133ème jour : comme un lundi

Aujourd’hui j’étais de repos. Mais demain, j’y reviens ! Chez Pôle… Oui chez Pôle, car la période bénie de mon premier stage en pâtisserie est révolue. La joie du réveil de très bon matin, la fraicheur du laboratoire, les plaques, les échelles, l’agent de sécurité qui commençait tout juste à me reconnaître et à se souvenir que je ne venais pas vendre des roses aux employés les plus matinaux mais que j’étais en stage. Terminé. De toute cette journée, je n’ai coupé aucune fraise ni aucun autre fruit. J’ai peut-être à un certain moment coupé le son de la télé mais cela s’arrête là. Voilà. J’ai donc repris mon quotidien avec Pôle, cette relation libertine et tarifée dans laquelle ledit Pôle est mon régulier sans que cela m’empêche de faire mes propres rencontres. Il en fait de même mais sans réellement savoir que je vais voir ailleurs, sans s’imaginer que je vais chercher mon bonheur par moi-même. Il sait que je sais qu’il ne m’est pas fidèle, alors chaque mois il me verse un petit pécule en guise de contrepartie pour ma compréhension. Une relation libertine et tarifée disais-je.

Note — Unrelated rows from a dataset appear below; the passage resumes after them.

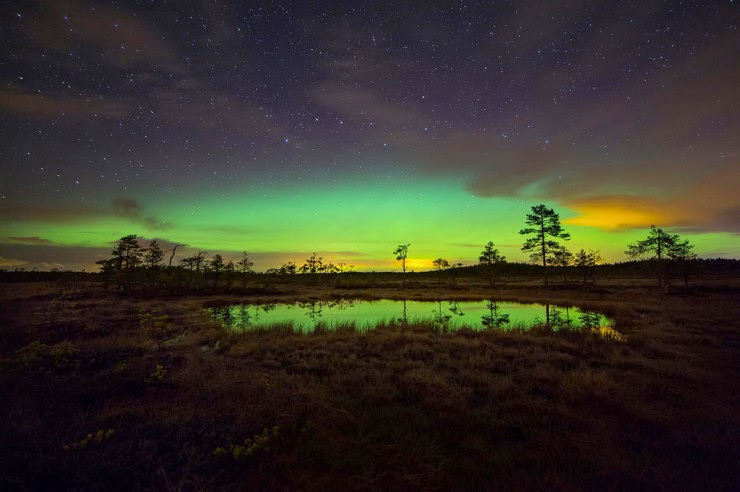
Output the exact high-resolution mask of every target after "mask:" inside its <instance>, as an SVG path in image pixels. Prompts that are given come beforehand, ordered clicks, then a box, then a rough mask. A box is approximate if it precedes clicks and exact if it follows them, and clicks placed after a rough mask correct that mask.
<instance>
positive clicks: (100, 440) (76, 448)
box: [62, 429, 116, 451]
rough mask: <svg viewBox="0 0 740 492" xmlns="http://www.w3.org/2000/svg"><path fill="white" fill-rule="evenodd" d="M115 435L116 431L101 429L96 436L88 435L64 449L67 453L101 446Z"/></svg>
mask: <svg viewBox="0 0 740 492" xmlns="http://www.w3.org/2000/svg"><path fill="white" fill-rule="evenodd" d="M115 433H116V431H115V430H114V429H107V430H106V429H100V430H98V431H97V432H96V433H95V434H88V435H87V436H85V437H83V438H82V439H80V440H79V441H75V442H73V443H70V444H65V445H63V446H62V449H64V450H65V451H74V450H78V449H85V448H87V447H88V446H100V445H101V444H103V442H105V441H107V440H109V439H111V438H112V437H113V435H114V434H115Z"/></svg>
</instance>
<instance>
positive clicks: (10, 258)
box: [0, 256, 29, 268]
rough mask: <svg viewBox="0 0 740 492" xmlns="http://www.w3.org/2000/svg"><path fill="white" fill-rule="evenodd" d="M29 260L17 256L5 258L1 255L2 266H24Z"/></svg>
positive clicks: (0, 256)
mask: <svg viewBox="0 0 740 492" xmlns="http://www.w3.org/2000/svg"><path fill="white" fill-rule="evenodd" d="M28 264H29V262H28V261H26V260H18V259H16V258H4V257H2V256H0V268H24V267H25V266H26V265H28Z"/></svg>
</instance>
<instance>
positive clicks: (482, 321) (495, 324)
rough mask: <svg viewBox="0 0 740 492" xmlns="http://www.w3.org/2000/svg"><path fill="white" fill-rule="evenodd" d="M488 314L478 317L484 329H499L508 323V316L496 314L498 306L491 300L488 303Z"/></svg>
mask: <svg viewBox="0 0 740 492" xmlns="http://www.w3.org/2000/svg"><path fill="white" fill-rule="evenodd" d="M487 307H488V314H484V315H483V316H481V317H480V319H481V325H483V326H484V327H485V328H501V327H503V325H506V324H508V323H509V315H508V314H505V313H499V312H498V304H497V303H496V301H494V300H493V299H491V300H489V301H488V306H487Z"/></svg>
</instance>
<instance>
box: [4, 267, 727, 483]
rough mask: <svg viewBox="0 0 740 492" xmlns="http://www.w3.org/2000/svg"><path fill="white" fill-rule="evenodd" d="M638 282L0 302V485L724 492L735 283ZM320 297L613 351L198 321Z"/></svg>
mask: <svg viewBox="0 0 740 492" xmlns="http://www.w3.org/2000/svg"><path fill="white" fill-rule="evenodd" d="M652 284H653V281H652V279H649V278H648V279H644V280H640V279H629V280H620V279H612V280H609V281H605V282H600V285H599V286H598V288H596V289H592V290H587V289H582V288H580V287H578V286H575V285H572V286H557V285H556V286H553V287H551V288H549V289H545V288H542V287H540V286H539V285H537V282H536V281H530V280H528V279H524V280H522V281H521V282H518V281H515V280H514V281H509V282H508V283H507V284H506V285H505V286H504V287H499V288H497V289H495V290H491V289H488V288H487V287H485V285H482V284H478V283H474V282H470V283H466V282H465V281H464V280H460V281H458V282H457V283H456V285H447V284H445V285H436V282H435V281H434V280H433V279H432V280H430V281H429V282H411V283H410V284H409V285H407V286H405V287H402V286H400V285H398V284H396V283H385V284H384V283H382V282H378V283H377V284H374V285H364V286H362V285H348V286H341V285H340V286H337V285H334V284H332V285H322V284H316V285H309V284H307V285H298V284H291V283H289V282H286V283H280V284H277V283H276V284H271V285H257V286H253V287H251V290H250V291H249V292H248V294H245V293H241V294H239V293H231V292H229V293H220V294H212V295H201V296H198V297H187V296H184V297H183V296H181V297H158V296H151V295H147V296H138V297H121V296H118V295H115V294H113V293H111V292H107V291H104V290H102V289H100V288H99V287H95V286H93V285H91V284H88V283H86V282H78V283H75V284H74V285H60V284H54V283H15V284H12V285H11V284H4V285H2V296H3V298H2V304H0V310H1V317H2V321H3V324H2V336H1V337H0V360H1V365H0V391H1V392H2V395H3V398H2V401H1V402H0V412H2V415H3V418H2V419H0V422H1V423H0V436H2V438H1V439H2V441H3V442H2V446H1V447H2V451H0V452H1V453H2V455H3V456H2V460H0V467H2V468H1V469H0V487H2V488H3V489H10V490H15V489H20V490H23V489H50V488H51V489H106V490H110V489H119V490H131V489H152V490H197V489H212V490H232V489H233V490H244V489H245V488H246V489H247V490H255V489H263V490H272V489H286V490H296V489H299V490H340V489H341V490H346V489H353V490H358V489H359V490H450V489H457V490H462V489H468V490H470V489H480V490H483V489H485V490H496V489H499V490H511V489H543V488H545V487H553V488H556V489H593V488H607V489H630V490H633V489H662V490H723V489H724V490H732V489H735V488H736V487H737V486H738V484H740V472H738V469H739V468H738V464H739V463H740V453H739V451H738V449H740V446H738V443H739V442H740V439H739V437H740V435H739V434H740V417H738V414H737V411H736V409H737V408H738V395H739V394H740V391H738V390H739V389H740V388H738V386H739V385H738V377H737V376H738V360H739V359H738V326H739V325H740V323H739V322H738V319H739V317H740V307H739V304H740V303H738V299H740V296H739V295H738V294H740V283H738V282H737V281H732V280H727V279H721V280H712V279H703V280H701V279H700V280H699V281H697V282H695V287H694V288H692V289H691V290H685V291H675V292H671V293H665V292H660V291H657V290H656V289H654V288H653V287H652ZM329 297H351V298H365V299H374V298H396V299H398V298H407V299H417V300H423V299H436V298H439V297H442V298H444V299H486V298H490V297H495V298H496V299H499V300H507V301H523V302H540V303H552V304H565V305H572V304H575V305H579V306H582V307H587V308H589V309H593V310H598V311H600V312H604V313H606V314H608V315H610V316H611V317H613V318H614V319H615V320H616V323H617V328H618V329H619V330H620V331H621V332H622V333H623V334H624V335H625V337H626V340H625V341H624V342H613V341H609V340H605V339H603V338H599V337H596V336H593V335H588V334H582V333H572V332H550V331H548V330H534V331H531V332H527V333H521V332H510V333H503V332H500V331H495V330H489V331H483V332H473V331H469V330H462V331H460V332H457V333H439V332H437V331H434V330H431V329H429V327H428V326H424V325H423V324H420V325H409V326H400V325H396V324H393V323H390V324H386V325H384V326H381V327H379V328H378V329H376V330H373V331H370V332H368V333H366V334H358V333H355V332H353V331H352V330H338V331H319V332H317V333H314V334H310V335H299V334H295V333H293V332H292V331H291V330H274V331H270V332H257V333H249V334H244V335H233V334H229V333H227V332H226V331H224V330H223V329H222V328H221V327H220V326H218V325H217V324H216V323H214V322H213V321H211V320H209V319H208V318H207V317H206V316H205V314H204V313H203V306H205V305H207V304H214V303H216V304H219V303H228V302H240V301H258V302H277V301H295V300H310V299H324V298H329Z"/></svg>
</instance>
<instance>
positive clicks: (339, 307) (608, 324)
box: [207, 299, 621, 339]
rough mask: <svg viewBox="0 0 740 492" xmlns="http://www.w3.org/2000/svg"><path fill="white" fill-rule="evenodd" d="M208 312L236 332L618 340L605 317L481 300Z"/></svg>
mask: <svg viewBox="0 0 740 492" xmlns="http://www.w3.org/2000/svg"><path fill="white" fill-rule="evenodd" d="M207 311H208V313H209V314H210V315H211V316H212V317H213V318H215V319H216V320H218V321H220V322H221V323H222V324H223V325H224V326H225V327H227V328H228V329H229V330H231V331H233V332H237V333H241V332H248V331H253V330H264V329H269V328H270V327H276V326H290V327H292V328H293V329H294V330H295V331H298V332H305V333H310V332H312V331H314V330H315V329H316V328H317V327H320V328H322V329H328V330H332V329H336V328H338V327H350V328H353V329H355V330H357V331H367V330H371V329H373V328H375V327H376V326H378V325H384V324H400V325H404V324H413V323H426V324H431V325H432V326H434V327H435V328H438V329H441V330H453V331H454V330H459V329H461V328H463V327H467V328H471V329H475V330H484V329H501V330H511V329H524V330H526V329H529V328H532V327H535V326H547V327H549V328H550V329H552V330H580V331H583V330H589V331H592V332H594V333H598V334H601V335H603V336H605V337H609V338H615V339H621V335H620V334H619V333H618V332H617V331H615V330H614V328H613V322H612V320H610V319H609V318H607V317H606V316H605V315H603V314H600V313H597V312H593V311H586V310H583V309H580V308H577V307H569V306H555V305H551V304H547V305H545V304H523V303H515V302H497V301H493V300H486V301H394V300H381V301H359V300H347V299H336V300H327V301H306V302H298V303H292V304H288V303H281V304H238V305H230V306H221V307H211V308H208V309H207Z"/></svg>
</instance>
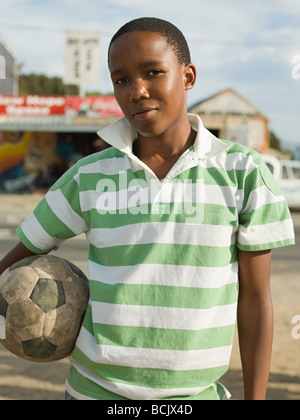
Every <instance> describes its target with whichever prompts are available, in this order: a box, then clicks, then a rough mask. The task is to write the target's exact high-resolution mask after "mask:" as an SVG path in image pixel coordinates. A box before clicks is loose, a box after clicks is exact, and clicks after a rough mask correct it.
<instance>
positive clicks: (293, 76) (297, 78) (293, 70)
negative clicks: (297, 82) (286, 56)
mask: <svg viewBox="0 0 300 420" xmlns="http://www.w3.org/2000/svg"><path fill="white" fill-rule="evenodd" d="M292 64H293V68H292V78H293V79H294V80H298V79H300V55H294V57H293V58H292Z"/></svg>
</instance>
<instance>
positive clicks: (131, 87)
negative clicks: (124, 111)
mask: <svg viewBox="0 0 300 420" xmlns="http://www.w3.org/2000/svg"><path fill="white" fill-rule="evenodd" d="M142 98H146V99H149V98H150V93H149V90H148V87H147V86H146V83H145V81H144V80H141V79H138V80H135V81H133V82H132V84H131V90H130V100H131V101H137V100H139V99H142Z"/></svg>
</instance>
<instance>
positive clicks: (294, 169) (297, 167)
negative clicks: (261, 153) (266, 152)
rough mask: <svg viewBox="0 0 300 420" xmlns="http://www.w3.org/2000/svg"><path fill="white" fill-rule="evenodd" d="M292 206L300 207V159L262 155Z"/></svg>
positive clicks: (282, 192) (291, 207)
mask: <svg viewBox="0 0 300 420" xmlns="http://www.w3.org/2000/svg"><path fill="white" fill-rule="evenodd" d="M262 158H263V159H264V161H265V162H266V164H267V166H268V168H269V169H270V171H271V172H272V174H273V176H274V178H275V179H276V181H277V183H278V185H279V187H280V188H281V191H282V193H283V195H284V197H285V199H286V201H287V203H288V205H289V207H290V208H300V161H297V160H278V159H277V158H276V157H275V156H272V155H262Z"/></svg>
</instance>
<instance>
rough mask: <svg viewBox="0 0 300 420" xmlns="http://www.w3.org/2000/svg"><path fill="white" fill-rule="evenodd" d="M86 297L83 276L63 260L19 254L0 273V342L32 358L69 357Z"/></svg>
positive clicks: (30, 359)
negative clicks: (3, 269) (14, 261)
mask: <svg viewBox="0 0 300 420" xmlns="http://www.w3.org/2000/svg"><path fill="white" fill-rule="evenodd" d="M88 299H89V287H88V280H87V278H86V276H85V275H84V274H83V273H82V272H81V270H79V268H78V267H76V266H75V265H74V264H72V263H70V262H69V261H67V260H63V259H61V258H58V257H55V256H52V255H48V256H47V255H42V256H34V257H29V258H25V259H24V260H22V261H19V262H18V263H16V264H14V265H12V266H11V267H10V268H8V269H7V270H6V271H5V272H4V273H3V274H2V275H1V276H0V342H1V344H3V345H4V347H6V348H7V349H8V350H9V351H10V352H12V353H14V354H15V355H17V356H19V357H21V358H23V359H26V360H30V361H33V362H52V361H55V360H60V359H63V358H65V357H67V356H69V355H70V354H71V352H72V350H73V348H74V347H75V343H76V339H77V336H78V334H79V331H80V328H81V324H82V321H83V317H84V314H85V311H86V308H87V304H88Z"/></svg>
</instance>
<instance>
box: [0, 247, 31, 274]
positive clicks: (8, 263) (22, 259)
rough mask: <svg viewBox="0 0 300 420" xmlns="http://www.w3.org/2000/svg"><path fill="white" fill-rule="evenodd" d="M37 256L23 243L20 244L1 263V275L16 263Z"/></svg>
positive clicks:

Je ne laisse pas la nostalgie liée à la fin de ce premier stage m’envahir. D’une part parce qu’un deuxième stage est d’ores et déjà calé, d’ailleurs demain je vais voir les chocolatiers qui m’accueillent pour signer la convention. Et d’autre part parce que je vais pouvoir travailler ce que j’ai appris durant les deux dernières semaines, chez moi, dans mon laboratoire de pâtisserie. Enfin dans ma cuisine quoi… Mais avant tout, à partir de demain, je ne vais pas lâcher Pôle. L’ouverture des inscriptions pour le CAP Pâtissier doit intervenir « fin avril / début mai » m’avait dit l’un des nombreux conseillers que j’ai déjà rencontré. Aucune date précise ne m’avait été communiquée, à juste titre puisque à ce moment-là rien n’était décidé. Nous sommes mi-avril et comme il est simplement inconcevable que je manque le coche je vais m’aventurer jusqu’aux limites du harcèlement téléphonique. A condition que j’arrive à me les fixer, les limites.

Au fait Pôle, je n’ai pas encore reçu ton premier avertissement avant radiation. Tu sais, celui dont tu m’as dit de ne pas tenir compte. Quand je l’aurais, compte sur moi, je t’avertirai à mon tour.